1. The Variational Method
Purpose: to calculate the ground energy state (e.g. of an atom) when we don't know the correct eigenfunction.
Method: guess the eigenfunction and compute the eigenvalue (= the ground-state energy). If we guess a function with a free parameter, we may adjust this parameter for fine-tuning.
Let the ground-state have quantum number n=1 and actual eigenfunction/value ψ1, E1.
We have: E1 = <ψ1 Hψ1>/<ψ1ψ1>
(the denominator to make sure the equation is correctly normalised).
Since we don't know ψ1, we approximate it by φ1, giving
E'1 = <φ1 Hφ1>/<φ1 φ1>.
If φ contains a variable b, then E'1 will be a function of b, E'1(b), and we can differentiate to find the value of b (the 'best' eigenfunction φ(b)) which minimises E'1. This is our required approximation.
The only practical issue with this method is the labour involved in evaluating
E'1 = <φ1 Hφ1>/<φ1 φ1> - multiple integrals,
and the need to guess a 'good' eigenfunction which closely approximates ψ. Note that it's much harder to use this method to compute higher energy states, where n > 1.
2. Perturbation Methods.
Purpose: to calculate the energy state E' (e.g. of an atom) where the Hamiltonian H' is too complex to solve directly. (We do know the relevant eigenfunctions for the related unperturbed Hamiltonian H).
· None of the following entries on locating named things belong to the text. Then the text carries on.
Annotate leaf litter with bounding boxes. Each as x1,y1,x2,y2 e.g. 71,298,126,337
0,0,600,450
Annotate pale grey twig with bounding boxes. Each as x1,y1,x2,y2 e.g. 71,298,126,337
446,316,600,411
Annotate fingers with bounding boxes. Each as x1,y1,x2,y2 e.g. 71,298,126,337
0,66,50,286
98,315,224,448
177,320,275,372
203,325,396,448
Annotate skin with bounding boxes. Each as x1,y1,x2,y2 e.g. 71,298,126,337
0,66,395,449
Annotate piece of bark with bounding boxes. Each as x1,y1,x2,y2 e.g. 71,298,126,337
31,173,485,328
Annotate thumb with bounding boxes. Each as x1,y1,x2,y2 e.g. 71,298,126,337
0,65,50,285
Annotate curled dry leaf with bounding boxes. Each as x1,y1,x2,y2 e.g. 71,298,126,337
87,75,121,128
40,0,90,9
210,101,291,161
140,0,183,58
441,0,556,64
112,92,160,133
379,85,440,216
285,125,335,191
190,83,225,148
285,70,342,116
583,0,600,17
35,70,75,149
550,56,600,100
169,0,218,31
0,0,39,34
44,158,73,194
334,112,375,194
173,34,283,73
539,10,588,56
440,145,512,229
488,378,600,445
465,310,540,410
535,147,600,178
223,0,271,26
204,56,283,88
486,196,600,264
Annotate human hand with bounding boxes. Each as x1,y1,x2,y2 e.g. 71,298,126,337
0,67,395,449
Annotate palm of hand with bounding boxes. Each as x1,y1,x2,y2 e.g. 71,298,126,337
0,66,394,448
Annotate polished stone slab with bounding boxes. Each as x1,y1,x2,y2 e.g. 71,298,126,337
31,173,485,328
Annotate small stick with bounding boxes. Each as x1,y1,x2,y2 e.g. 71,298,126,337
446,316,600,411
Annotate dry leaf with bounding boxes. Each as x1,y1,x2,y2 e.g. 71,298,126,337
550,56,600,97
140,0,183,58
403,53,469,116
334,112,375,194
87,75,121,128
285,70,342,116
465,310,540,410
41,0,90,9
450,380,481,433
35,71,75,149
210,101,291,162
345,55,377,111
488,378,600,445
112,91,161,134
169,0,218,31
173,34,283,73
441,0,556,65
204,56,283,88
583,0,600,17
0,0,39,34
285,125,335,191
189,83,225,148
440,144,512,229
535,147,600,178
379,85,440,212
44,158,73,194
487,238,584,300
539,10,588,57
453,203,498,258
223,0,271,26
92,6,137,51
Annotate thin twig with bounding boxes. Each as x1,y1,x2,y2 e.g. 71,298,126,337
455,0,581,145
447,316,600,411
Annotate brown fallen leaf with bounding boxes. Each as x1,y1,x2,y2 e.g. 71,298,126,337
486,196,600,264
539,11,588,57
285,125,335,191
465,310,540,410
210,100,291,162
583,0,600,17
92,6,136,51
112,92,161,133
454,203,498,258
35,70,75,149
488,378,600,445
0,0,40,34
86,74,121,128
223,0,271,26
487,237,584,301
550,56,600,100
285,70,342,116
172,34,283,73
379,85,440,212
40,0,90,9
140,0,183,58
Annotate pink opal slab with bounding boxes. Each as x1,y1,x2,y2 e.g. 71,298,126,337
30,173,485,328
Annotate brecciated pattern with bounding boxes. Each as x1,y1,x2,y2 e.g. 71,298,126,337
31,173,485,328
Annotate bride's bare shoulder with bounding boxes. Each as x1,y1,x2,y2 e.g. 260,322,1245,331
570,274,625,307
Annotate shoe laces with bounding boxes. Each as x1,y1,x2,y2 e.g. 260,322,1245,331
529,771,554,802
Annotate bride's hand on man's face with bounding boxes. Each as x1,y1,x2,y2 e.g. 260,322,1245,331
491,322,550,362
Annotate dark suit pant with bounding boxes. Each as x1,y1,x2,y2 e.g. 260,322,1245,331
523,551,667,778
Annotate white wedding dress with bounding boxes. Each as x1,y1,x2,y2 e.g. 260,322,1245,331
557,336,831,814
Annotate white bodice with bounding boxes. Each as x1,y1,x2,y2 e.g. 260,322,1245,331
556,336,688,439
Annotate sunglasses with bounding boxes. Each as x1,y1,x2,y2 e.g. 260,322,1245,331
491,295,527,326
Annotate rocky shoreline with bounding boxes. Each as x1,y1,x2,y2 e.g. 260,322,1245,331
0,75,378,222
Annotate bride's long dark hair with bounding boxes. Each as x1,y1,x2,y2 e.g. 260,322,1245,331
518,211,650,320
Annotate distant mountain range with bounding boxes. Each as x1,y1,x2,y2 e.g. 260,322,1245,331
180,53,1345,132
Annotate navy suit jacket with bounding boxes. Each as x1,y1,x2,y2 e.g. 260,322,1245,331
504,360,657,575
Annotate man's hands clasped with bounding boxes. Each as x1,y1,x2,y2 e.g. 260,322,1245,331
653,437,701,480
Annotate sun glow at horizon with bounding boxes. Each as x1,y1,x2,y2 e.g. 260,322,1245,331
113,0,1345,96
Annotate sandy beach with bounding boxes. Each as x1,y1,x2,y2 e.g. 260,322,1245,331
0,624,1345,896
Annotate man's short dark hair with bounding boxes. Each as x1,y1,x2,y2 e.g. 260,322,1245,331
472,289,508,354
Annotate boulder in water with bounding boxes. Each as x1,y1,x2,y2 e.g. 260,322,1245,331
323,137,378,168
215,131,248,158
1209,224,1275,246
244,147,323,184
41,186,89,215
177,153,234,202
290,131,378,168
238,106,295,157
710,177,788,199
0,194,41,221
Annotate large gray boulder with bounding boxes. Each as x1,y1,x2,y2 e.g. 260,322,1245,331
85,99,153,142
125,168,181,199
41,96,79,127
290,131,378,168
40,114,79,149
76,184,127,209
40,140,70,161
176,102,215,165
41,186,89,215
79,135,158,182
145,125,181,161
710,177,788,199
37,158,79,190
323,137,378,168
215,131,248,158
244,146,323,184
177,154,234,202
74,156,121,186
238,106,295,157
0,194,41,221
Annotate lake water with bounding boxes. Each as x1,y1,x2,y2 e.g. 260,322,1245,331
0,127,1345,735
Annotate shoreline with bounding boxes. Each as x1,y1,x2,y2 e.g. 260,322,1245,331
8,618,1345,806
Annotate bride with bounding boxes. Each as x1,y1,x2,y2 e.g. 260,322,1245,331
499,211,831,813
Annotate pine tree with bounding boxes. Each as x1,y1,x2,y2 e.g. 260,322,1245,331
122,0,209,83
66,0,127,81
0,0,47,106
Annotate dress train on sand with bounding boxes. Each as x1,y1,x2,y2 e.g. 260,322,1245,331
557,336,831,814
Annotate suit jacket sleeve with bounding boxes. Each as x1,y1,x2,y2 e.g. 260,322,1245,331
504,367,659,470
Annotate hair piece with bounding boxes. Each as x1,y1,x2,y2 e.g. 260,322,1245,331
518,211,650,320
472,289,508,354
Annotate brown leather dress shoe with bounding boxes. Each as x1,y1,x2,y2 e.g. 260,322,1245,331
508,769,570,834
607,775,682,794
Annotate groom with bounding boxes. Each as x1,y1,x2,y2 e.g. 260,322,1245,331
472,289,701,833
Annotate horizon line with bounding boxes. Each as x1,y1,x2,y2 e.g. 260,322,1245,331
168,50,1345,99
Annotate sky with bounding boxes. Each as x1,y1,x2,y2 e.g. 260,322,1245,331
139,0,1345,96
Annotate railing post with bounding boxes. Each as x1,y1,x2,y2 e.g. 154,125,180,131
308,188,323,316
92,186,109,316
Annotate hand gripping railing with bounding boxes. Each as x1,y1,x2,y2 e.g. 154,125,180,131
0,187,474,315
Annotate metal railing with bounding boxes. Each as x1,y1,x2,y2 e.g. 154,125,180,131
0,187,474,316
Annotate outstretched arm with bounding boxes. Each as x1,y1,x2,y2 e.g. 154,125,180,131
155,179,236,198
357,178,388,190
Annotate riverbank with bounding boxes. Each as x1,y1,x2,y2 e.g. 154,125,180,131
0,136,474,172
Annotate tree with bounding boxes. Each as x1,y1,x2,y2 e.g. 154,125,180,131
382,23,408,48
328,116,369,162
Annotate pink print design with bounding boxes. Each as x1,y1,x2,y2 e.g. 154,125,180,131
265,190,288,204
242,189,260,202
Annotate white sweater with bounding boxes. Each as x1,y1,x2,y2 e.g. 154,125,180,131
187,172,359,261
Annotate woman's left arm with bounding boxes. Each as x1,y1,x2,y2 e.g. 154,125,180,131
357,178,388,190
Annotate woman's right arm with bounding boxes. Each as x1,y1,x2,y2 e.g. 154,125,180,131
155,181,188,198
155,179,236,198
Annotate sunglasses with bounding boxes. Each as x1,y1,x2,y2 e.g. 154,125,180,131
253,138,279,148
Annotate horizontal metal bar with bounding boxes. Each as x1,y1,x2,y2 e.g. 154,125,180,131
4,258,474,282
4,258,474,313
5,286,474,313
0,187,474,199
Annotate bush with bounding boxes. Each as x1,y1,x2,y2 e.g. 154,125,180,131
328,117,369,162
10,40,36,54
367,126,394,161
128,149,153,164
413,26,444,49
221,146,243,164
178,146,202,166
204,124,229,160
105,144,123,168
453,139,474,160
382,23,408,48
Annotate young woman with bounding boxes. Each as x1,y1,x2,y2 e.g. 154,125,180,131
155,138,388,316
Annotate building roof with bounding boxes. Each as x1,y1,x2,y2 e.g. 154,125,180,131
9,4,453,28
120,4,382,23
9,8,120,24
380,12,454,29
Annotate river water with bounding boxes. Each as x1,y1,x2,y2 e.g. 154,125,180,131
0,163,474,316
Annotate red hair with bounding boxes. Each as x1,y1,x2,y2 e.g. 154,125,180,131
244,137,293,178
Method: Split the Hamiltonian function H' into a simple unperturbed part H, which we can solve, and a first-order 'perturbation' δH which we can also solve. So
H' = H + δH -- (to first order).
Accuracy may be improved by going to second or higher orders.
Note that E'n = <ψ'n H'ψ'n> where ψ' is an eigenfunction of H'.
Let E'n = approx <ψn H'ψn> where ψ is an eigenfunction of H,
= <ψn (H + δH)ψn>
= En + <ψn δHψn>.
We can work out En which is just the eigenvalue of the unperturbed Hamiltonian H. The expected value <ψn δHψn> of the first order perturbation δH, the first-order energy 'correction', is also intended to be easy to work out. So we hopefully have a good approximation to E'n.